Masterly biography of the ‘greatest commander of the 20th century’.
Field Marshal Slim is less well known than other Second World War generals, but is now widely regarded as the best. To the men under his command he was ‘Uncle Bill’, probably the most respected and loved military leader since the Duke of Marlborough. Born into an impoverished family in Bristol in 1891 and brought up in the Black Country, he was commissioned as a temporary Second Lieutenant on the outbreak of the First World War.

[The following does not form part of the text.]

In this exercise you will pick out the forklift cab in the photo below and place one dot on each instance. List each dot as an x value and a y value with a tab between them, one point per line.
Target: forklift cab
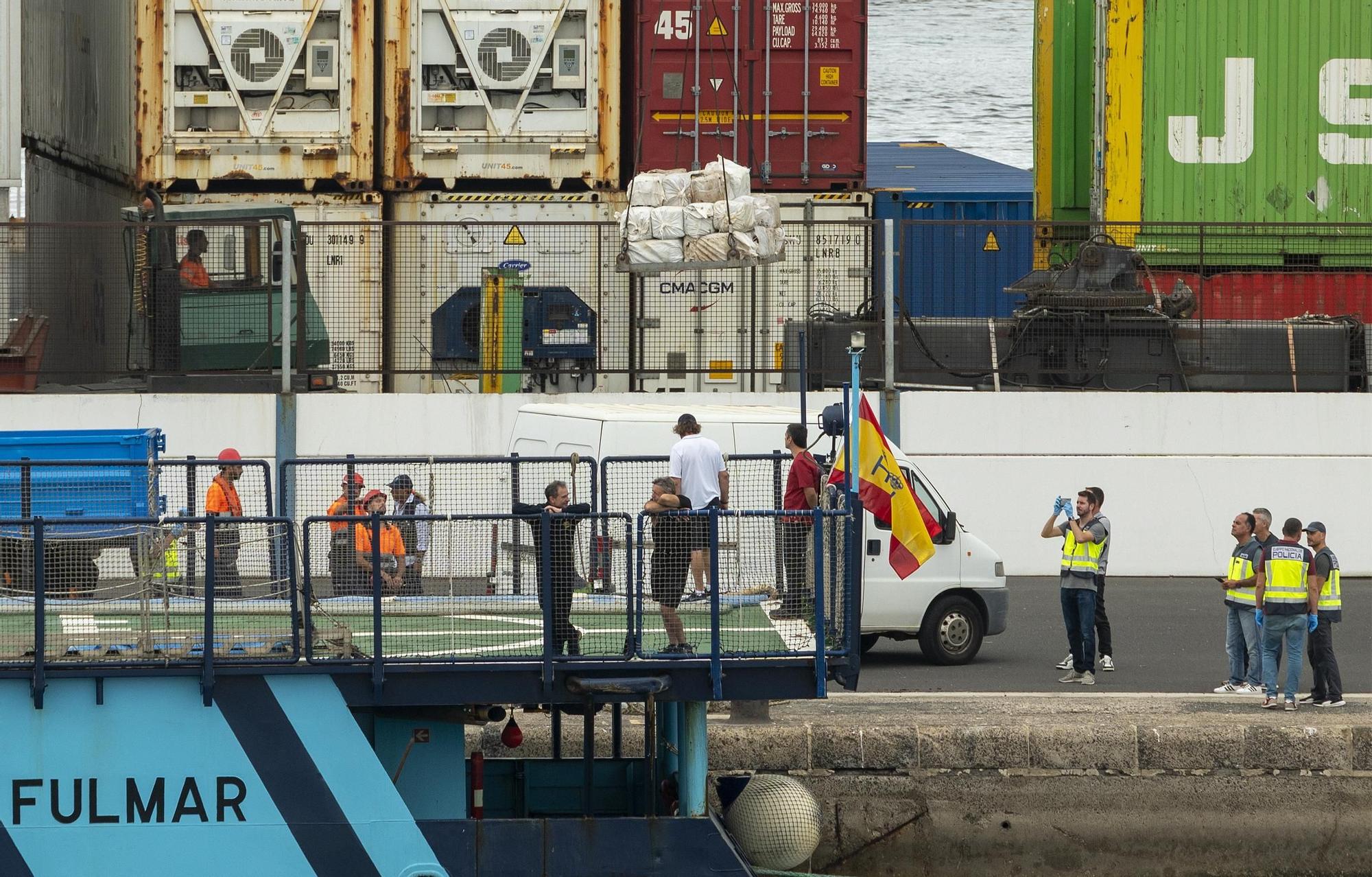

Twice seriously wounded, in Gallipoli and Mesopotamia, he was awarded the Military Cross in 1918. After the war he was unable to remain an officer in the class-ridden British Army without private means and transferred to the Indian Army, where he developed an enduring affection for the Ghurkhas and began writing short stories to supplement his income.
Slim’s career stalled between the wars, but during this time he developed the leadership techniques that would make him a national hero within a decade and which are still taught today at Sandhurst. Promotion came rapidly with the Second World War, and in March 1942 he was sent to Burma to take command of the British-Indian First Burma Corps, then in full flight from the advancing Japanese. Through the force of his leadership, Slim turned disorderly panic into a controlled military withdrawal across the border into India. Two years later, having raised and retrained the largest army ever assembled by Britain, Slim drove the enemy out of Burma and shattered the myth of Japanese invincibility which had hamstrung the Allied operations in the East for so long. Slim returned to Britain laden with awards and honours. He became a popular Governor-General of Australia in 1953, was raised to the peerage, and died in London in 1970.
This important biography will be written with the full cooperation of the Slim family, and Russell Miller has had access to all their papers.